公開 2022年9月 5日
本実験では、JAXAが新たに開発した固体燃焼実験装置(SCEM)を利用します。「きぼう」でのSCEMの組立・機能確認後、初となる燃焼実験を地上からの操作で行い、実験関係者も筑波宇宙センターからその進捗を見守りました。(図1~3)
FLAREテーマでは、さまざまな材質・形状の固体材料を実験試料として用い、微小重力環境における高精度な燃焼特性データを系統的に取得する予定です。最初の実験シリーズでは、薄い"ろ紙"が試料として用いられています。
今後の宇宙実験により、微小重力環境における材料燃焼性評価について、多くの利点を有する新手法の妥当性が検証され、次世代の国際的基準として活用されることが期待されます。
また、SCEMにより、低圧や高濃度酸素条件での材料燃焼実験がISSで初めて可能となりました。日本も参画する月面などへの国際宇宙探査(アルテミス計画)では、月面居住施設などの与圧環境として、ISS(大気圧、21% O2)とは異なる低圧・高濃度酸素条件(0.56気圧、34% O2)が検討されています。
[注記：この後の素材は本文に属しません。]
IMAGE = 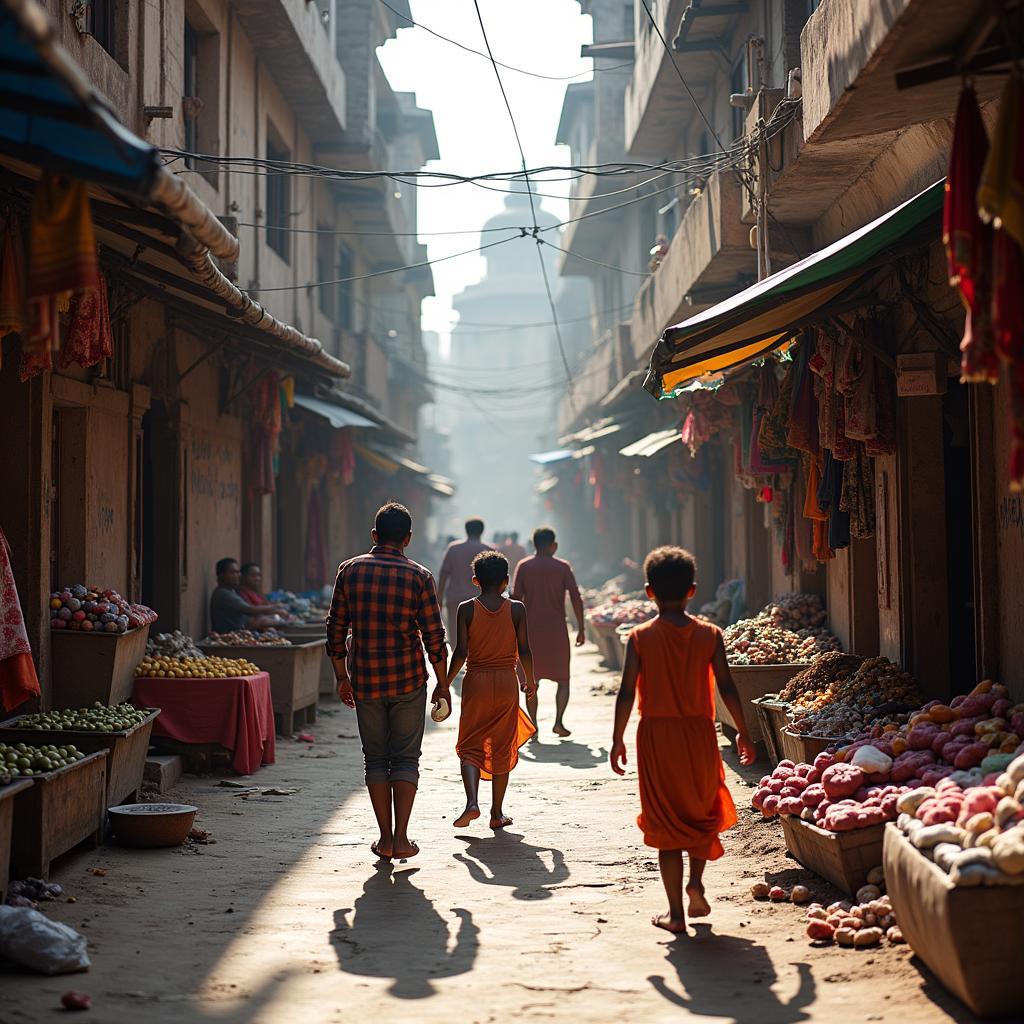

FLAREテーマにおいても、今後、同様な条件での実験データ取得が計画されており、アルテミス計画における宇宙火災安全性の確保に対しての貢献も期待されます。
研究代表者インタビュー
- ※1 固体燃焼実験装置(Solid Combustion Experiment Module : SCEM)
- ※2 火災安全性向上に向けた固体材料の燃焼現象に対する重力影響の評価(FLARE)
- 研究代表者藤田 修(北海道大学 教授)
- 実験目的 固体材料の燃焼性、特に燃焼限界条件が微小重力環境において通常重力環境と比べどのように変化するかを明らかにし、微小重力環境における材料燃焼性評価の国際的な基準を日本が主導して作成することを目的とします。